Ok. I took a quick look at the photo in Lightroom again and it turns out that i DID leave myself some wiggle room with the cropping. I was initially concerned about shifting too many faces up top. I was following what i know of shooting and editing a single subject and kept the Rule of 3rds in mind. I have recropped for the purpose of posting it on this thread, to see if i'm getting the right idea on the feedback i'm getting. By repositioning the crop, it lessens the background and includes the hands at the bottom. Again, when compared to the initial post photo, the cropping is the ONLY thing I changed. Let me know good/bad.


----------



## Jamesy (Dec 29, 2013)

I much prefer the crop on the second one - it seems much better balanced.


----------



## mrsfotografie (Dec 29, 2013)

wackocrash5150 said:


> Ok. I took a quick look at the photo in Lightroom again and it turns out that i DID leave myself some wiggle room with the cropping. I was initially concerned about shifting too many faces up top. I was following what i know of shooting and editing a single subject and kept the Rule of 3rds in mind.
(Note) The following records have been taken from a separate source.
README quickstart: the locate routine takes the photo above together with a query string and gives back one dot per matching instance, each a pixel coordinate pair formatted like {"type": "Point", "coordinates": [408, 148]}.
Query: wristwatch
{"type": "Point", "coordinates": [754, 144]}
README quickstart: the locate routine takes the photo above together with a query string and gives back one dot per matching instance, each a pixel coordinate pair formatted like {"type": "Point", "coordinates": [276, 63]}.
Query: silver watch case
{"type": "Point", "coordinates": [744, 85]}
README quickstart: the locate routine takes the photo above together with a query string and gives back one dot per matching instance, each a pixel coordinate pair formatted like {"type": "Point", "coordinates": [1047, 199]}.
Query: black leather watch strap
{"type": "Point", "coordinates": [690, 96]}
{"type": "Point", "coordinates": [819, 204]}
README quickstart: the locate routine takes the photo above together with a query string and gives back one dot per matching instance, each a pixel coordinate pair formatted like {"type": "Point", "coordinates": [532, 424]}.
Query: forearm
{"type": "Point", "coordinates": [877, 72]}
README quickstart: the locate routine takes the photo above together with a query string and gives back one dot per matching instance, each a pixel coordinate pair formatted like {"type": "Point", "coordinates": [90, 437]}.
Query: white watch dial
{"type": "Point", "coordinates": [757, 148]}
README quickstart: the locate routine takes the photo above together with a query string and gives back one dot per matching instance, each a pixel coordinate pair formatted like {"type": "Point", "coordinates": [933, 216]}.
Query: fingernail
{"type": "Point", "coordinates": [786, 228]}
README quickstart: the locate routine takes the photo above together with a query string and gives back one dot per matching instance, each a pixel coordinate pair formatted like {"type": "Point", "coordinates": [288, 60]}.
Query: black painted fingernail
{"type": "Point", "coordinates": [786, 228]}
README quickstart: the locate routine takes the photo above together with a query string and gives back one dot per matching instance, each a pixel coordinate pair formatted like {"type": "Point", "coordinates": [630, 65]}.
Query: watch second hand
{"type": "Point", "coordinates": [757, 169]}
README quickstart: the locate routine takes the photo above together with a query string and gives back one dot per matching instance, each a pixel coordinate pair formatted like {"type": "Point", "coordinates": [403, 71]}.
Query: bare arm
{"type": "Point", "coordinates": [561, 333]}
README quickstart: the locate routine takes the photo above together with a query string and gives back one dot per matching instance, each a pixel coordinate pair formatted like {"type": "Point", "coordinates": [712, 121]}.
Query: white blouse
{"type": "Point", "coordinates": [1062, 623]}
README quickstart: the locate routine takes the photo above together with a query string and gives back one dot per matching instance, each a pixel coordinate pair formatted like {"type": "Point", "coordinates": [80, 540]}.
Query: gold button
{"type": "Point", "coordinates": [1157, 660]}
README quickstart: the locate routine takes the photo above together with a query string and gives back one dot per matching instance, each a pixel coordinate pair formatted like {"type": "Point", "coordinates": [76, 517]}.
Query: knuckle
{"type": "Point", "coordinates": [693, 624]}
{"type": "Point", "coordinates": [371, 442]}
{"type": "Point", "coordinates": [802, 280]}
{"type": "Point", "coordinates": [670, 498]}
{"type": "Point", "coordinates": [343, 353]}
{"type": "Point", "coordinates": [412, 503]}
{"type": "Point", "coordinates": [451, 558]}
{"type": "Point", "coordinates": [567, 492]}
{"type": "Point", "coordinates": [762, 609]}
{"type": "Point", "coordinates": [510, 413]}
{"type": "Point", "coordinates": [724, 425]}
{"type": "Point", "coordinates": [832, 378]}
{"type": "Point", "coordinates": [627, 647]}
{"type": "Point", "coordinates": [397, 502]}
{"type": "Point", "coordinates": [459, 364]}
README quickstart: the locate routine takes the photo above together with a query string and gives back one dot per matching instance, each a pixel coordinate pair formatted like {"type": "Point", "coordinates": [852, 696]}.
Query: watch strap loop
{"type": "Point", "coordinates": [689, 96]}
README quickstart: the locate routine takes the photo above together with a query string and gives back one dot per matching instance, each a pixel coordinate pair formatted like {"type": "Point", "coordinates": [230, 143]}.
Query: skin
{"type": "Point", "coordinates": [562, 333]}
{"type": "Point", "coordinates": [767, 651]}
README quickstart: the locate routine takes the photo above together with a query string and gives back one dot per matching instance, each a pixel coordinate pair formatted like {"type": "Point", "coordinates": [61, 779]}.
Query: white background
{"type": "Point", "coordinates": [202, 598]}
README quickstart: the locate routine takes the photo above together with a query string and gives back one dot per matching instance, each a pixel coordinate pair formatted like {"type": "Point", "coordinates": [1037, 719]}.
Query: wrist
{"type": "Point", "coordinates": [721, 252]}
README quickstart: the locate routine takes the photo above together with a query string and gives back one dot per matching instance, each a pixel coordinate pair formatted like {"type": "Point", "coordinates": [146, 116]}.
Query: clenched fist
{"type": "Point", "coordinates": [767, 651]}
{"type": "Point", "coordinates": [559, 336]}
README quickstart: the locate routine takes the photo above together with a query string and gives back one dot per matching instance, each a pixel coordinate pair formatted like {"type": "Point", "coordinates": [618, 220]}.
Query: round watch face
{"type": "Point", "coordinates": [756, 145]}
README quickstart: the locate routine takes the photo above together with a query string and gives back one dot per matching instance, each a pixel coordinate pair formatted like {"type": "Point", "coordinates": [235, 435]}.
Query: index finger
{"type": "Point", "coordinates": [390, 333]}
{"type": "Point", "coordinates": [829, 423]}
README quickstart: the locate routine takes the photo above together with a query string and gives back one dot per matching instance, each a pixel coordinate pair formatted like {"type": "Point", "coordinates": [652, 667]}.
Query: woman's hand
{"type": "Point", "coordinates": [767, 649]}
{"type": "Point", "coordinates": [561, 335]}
I have recropped for the purpose of posting it on this thread, to see if i'm getting the right idea on the feedback i'm getting. By repositioning the crop, it lessens the background and includes the hands at the bottom. Again, when compared to the initial post photo, the cropping is the ONLY thing I changed. Let me know good/bad.



I think it's better. The kids hands now work as an eye catcher (the green object helps) that draws you into the frame, there's an interesting 'V' shape going from there that invites the viewer to explore the picture.


----------



## chauncey (Dec 31, 2013)

Heeding the advice of those that have gone before, I might add the following...take numerous pictures with perhaps a second delay between them. This enables you to go into Photoshop, you do use Photoshop don't you, and clone/cut & paste/whatever the changes in the various micro-expressions that normally occur. Voila, you now have the best of each person in that group shot.


----------